When constructing armoured wall structures, it is not possible to place the panel structures contiguous with one another, for structural reasons.
In order to protect the object 10 against the flying plate 3 located immediately adjacent thereto, a shockwave absorbing layer 9 may be placed on the object 10, so as to prevent shrapnel entering the object at 11.
The layer 9 will also cause the outwardly flying plate 3 to bounce back powerfully towards the hollow charge jet, therewith further degrading the jet.
The distance between the panel structures, and e.g., a conventional armoured wall structure 10 may vary from 0 mm to several hundreds of millimeters, with essentially the same effect.
The side walls 4 are preferably dimensioned so that when the explosive charge is detonated the walls will have a velocity which is equal to or less than the velocity of the plates 2 and 3. Such dimensioning can be achieved through appropriate selection of material, thickness etc. Since the manner in which the side walls can be dimensioned in order to meet the aforesaid requirements will be obvious to those skilled in this art, no further description with regard hereto will be given here. The side walls 4 will also preferably have a high dynamic mechanical strength, and may therefore be made of, e.g., steel as beforementioned.
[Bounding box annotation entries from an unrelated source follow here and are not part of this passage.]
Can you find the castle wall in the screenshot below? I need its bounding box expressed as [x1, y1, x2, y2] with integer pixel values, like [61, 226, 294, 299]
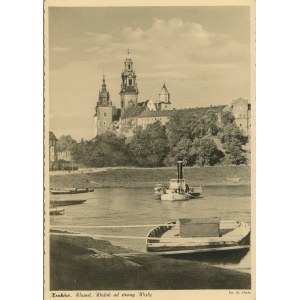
[232, 98, 251, 135]
[97, 106, 113, 134]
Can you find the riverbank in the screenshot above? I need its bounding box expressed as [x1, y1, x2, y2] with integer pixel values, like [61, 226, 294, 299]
[50, 236, 251, 291]
[50, 166, 251, 188]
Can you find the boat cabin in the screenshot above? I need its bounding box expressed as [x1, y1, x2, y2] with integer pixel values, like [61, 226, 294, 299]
[169, 178, 186, 191]
[179, 217, 221, 237]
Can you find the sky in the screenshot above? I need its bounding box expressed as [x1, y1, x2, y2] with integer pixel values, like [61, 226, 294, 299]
[47, 6, 251, 141]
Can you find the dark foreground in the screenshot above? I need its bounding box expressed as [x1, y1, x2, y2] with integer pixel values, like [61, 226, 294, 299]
[50, 236, 251, 291]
The panel structures are fitted to the protected object 10 with the aid of thin plates 12 placed on respective opposite sides of the panel structure.
FIG. 5 illustrates panel structures 1 intended for various applications at an armoured vehicle or tank front 13.
The reference numerals 14 and 15 designate panel structures 1 which define an air gap and with which a damping material is used.
The reference 16 designates a panel structure 1 with which solely a damping material is used.
The reference 17 designates panel structures 1 with which a shockwave absorbing layer 6 is provided between the panel structures and a damping material is provided between the panel structures and the protective object.
The reference 18 designates a panel structure which defines an air gap that slopes down to zero width.
These various arrangements afford good protection and prevent flashover between the panel structures.
The additional degrading function of the reactive panel structure provided by the side walls can be optimized with regard to certain significant aspects:
The explosive charge shall have a high detonation pressure (>10 GPa), which will generate a high pressure in the panel structure or container, and therewith radically disturb or degrade the hollow charge jet.
This disturbance of the hollow charge jet is enhanced by the high density and thickness of the side walls of the dynamic panel structure.
The reactive wall structure should have a flow stress or yield point σs in excess of 200 MPa.